The plan would add $300 million to the city's $89.6 billion, 10-year capital budget, officials said. But since the city would stand to save money on hotels and apartments while spending money on new shelters, budget director Dean Fuleihan said the plan would mainly reallocate, not necessarily add to, the annual operating budget for homelessness services, which stands at $1.3 billion this year; de Blasio has proposed to raise it another $1.2 billion next year.
The overall city operating budget is over $84 billion this year.
The city would end its use of hotel rooms to shelter the homeless by 2023 and its similar use of private apartments, some of which have been slammed for poor conditions, by 2021. The apartment deadline was pushed back from an earlier date of 2018 after officials concluded it would only end up boosting the pricey use of hotels.
The shelter population has jumped by about 70 percent in a decade in New York City, which is required by decades-old legal agreements to provide shelter to everyone seeking it.
While the federal government said in 2015 that homelessness had declined on a national level in the previous five years, it has increased in recent years in some places, for reasons likely including rents rising ahead of incomes. Los Angeles and Hawaii recently declared homelessness a state of emergency in 2015.

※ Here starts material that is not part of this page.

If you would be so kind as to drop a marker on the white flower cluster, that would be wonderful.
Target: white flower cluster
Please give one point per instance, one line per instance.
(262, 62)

In 2013, the nightly number of people in shelter in New York topped 50,000 for the first time since record-keeping began in the 1980s, though then-Mayor Michael Bloomberg had promised to reduce homelessness by two-thirds.
But the number has risen over 10 percent since de Blasio took office in 2014, hitting a recent peak of over 60,700 last fall. The issue has been particularly thorny for a mayor whose campaign emphasized affordable housing and reducing income inequality.
Administration officials have said the number of homeless would be higher without various initiatives they've launched or furthered, including rental assistance, legal aid for tenants fighting eviction and a program called HomeStat, which tasks workers with making repeated daily contact with the homeless. Some 690 people have come into shelter and stayed off the street in a year, de Blasio said.